Выбрать главу

Мазарини не ошибся: эта мимолетная интрижка совершенно исцелила короля от любви к мадемуазель де Ла Мот, так что он вернулся к своей привычной жизни и предался удовольствиям. Именно в это время в его окружении снова оказалась Мария Манчини, на которую он вначале не обратил никакого внимания.

Но если он не обратил внимания на молодую девушку, то совсем иначе обстояло дело с ней в отношении него. Вид короля, такого красивого и величественного, возбуждал в ней чувство, никоим образом не напоминавшее почтение.

«Ибо, — говорит ее сестра в “Мемуарах”, которые оставил нам Сен-Реаль от ее имени, — она была единственной, кого не страшило величие короля, и, при всей своей влюбленности в него, она всегда очень свободно с ним разговаривала. Дело дошло до того, что однажды, прогуливаясь вместе со своими сестрами и заметив вдали какого-то дворянина, фигурой напоминавшего короля, она бросилась к нему с криком: “Ах, это вы, мой бедный государь!” Дворянин обернулся, и Мария застыла в смущении, увидев, что она ошиблась».

Это чувство, поощряемое Мазарини, вскоре стало известно всем, и разговоры о нем дошли до Людовика XIV; вначале король, казалось, посмеивался над ним, но мало-помалу начал обращать взор на ту, которой он внушил любовь: всегда приятно и лестно быть любимым! На первых порах Людовик XIV был всего лишь признателен Марии за то чувство, какое она выказывала столь открыто, но, сблизившись с ней, он заметил, что если природа с некоторым небрежением отнеслась к ее внешности, то умом ее, напротив, она позанималась всерьез. Мария Манчини была мила, прелестно беседовала и очаровательно рассказывала; наконец, она явно любила Людовика XIV всем сердцем и всей душой.

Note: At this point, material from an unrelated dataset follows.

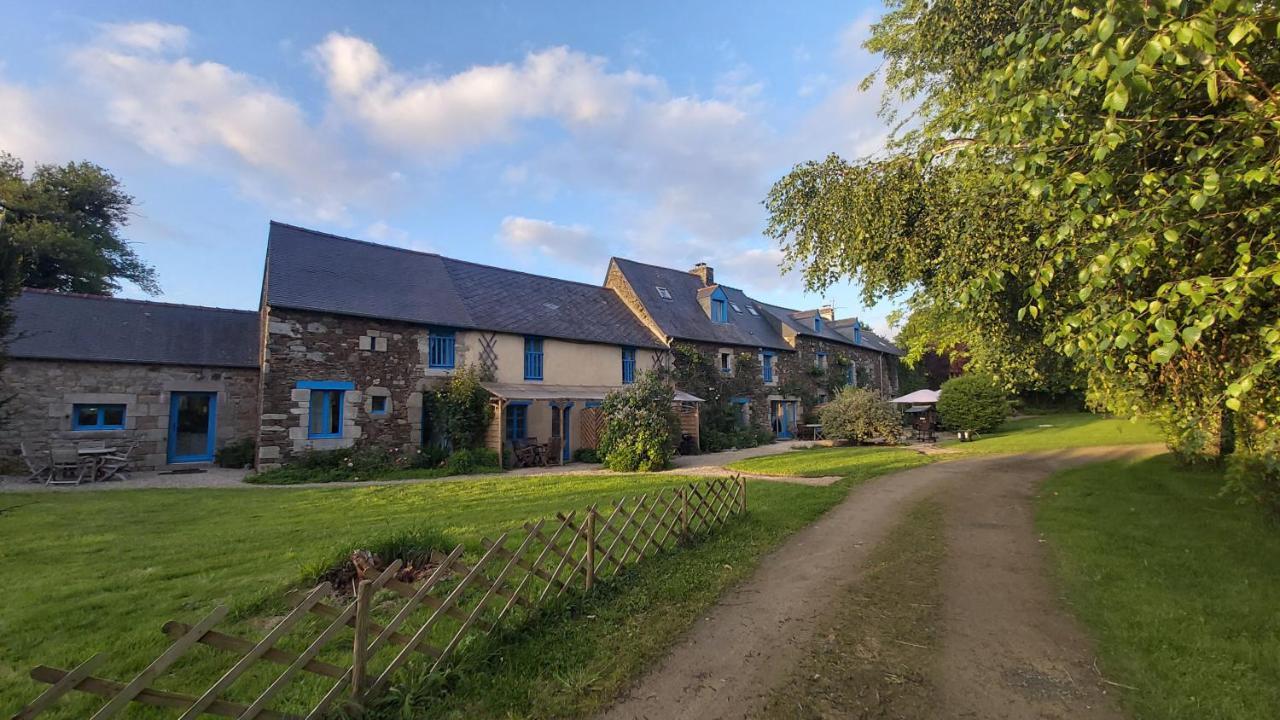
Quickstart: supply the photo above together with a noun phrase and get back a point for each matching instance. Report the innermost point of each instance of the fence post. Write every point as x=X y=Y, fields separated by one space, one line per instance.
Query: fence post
x=590 y=548
x=360 y=648
x=684 y=513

Тем не менее как раз в это самое время кардинал деятельно занимался подготовкой события, способного более всего привести в отчаяние Марию Манчини с ее зарождающейся любовью, которую сам же он и поощрял: речь идет о женитьбе короля.

Возможными представлялись несколько партий. Во-первых, мадемуазель де Монпансье, которую, по молодости ее сестер, родившихся от второго брака ее отца, уже называли Великой Мадемуазель. Выйти замуж за короля было самым заветным желанием принцессы; даже гражданскую войну она затеяла с единственной целью — заставить короля на ней жениться, и во время своего владычества в Орлеане, когда Анна Австрийская послала просить у нее разрешения проехать через этот город, принцесса прямо сказала Лапорту:

— Пусть мне дадут короля в мужья, и я сдам Орлеан!

Лапорт передал этот ответ королеве, которая расхохоталась и промолвила:

— Что ж! Тогда, вместо того чтобы проехать через город, мы объедем его стороной. Король не по ее носу, хоть он у нее и весьма длинный!

Ответ был несколько грубоватый, но зато решительный, и с этого времени о мадемуазель де Монпансье как невесте короля больше разговора не было.

Но, с тех пор как Гастон Орлеанский снова вошел если и не в фавор, то в милость, речь зашла о его второй дочери. Впрочем, об этом брачном союзе говорили лишь те, кто его желал. К несчастью, кардинал не входил в их число: не имея повода быть довольным герцогом Орлеанским, он не хотел, делая его дочь королевой, возрождать угасающее значение человека, так часто выступавшего против него. Так что Мазарини был противником этого брака.

В то время при французском дворе жила принцесса Генриетта Английская, та самая маленькая девочка, с которой король однажды не пожелал танцевать; она тоже, в свой черед, похорошела и с каждым днем становилась все более привлекательной. Но, рожденная на ступенях трона, бедная девочка видела, как этот трон превратился в эшафот; она была изгнанницей, не имела ни денег, ни власти, и в Англии в то время правил Кромвель. Так что о Генриетте тоже не стоило думать.

С другой стороны, пришло письмо от Комменжа, пребывавшего в качестве посла в Лиссабоне: там на выданье была принцесса Португальская, и ее матери настолько хотелось увидеть дочь королевой Франции, что она предлагала Комменжу большие деньги, чтобы он попытался добиться согласия Мазарини на этот брак. Комменж прислал портрет принцессы, но при дворе распространился слух, что портрет сильно приукрашен и если король доверится копии, то при виде оригинала его постигнет большое разочарование.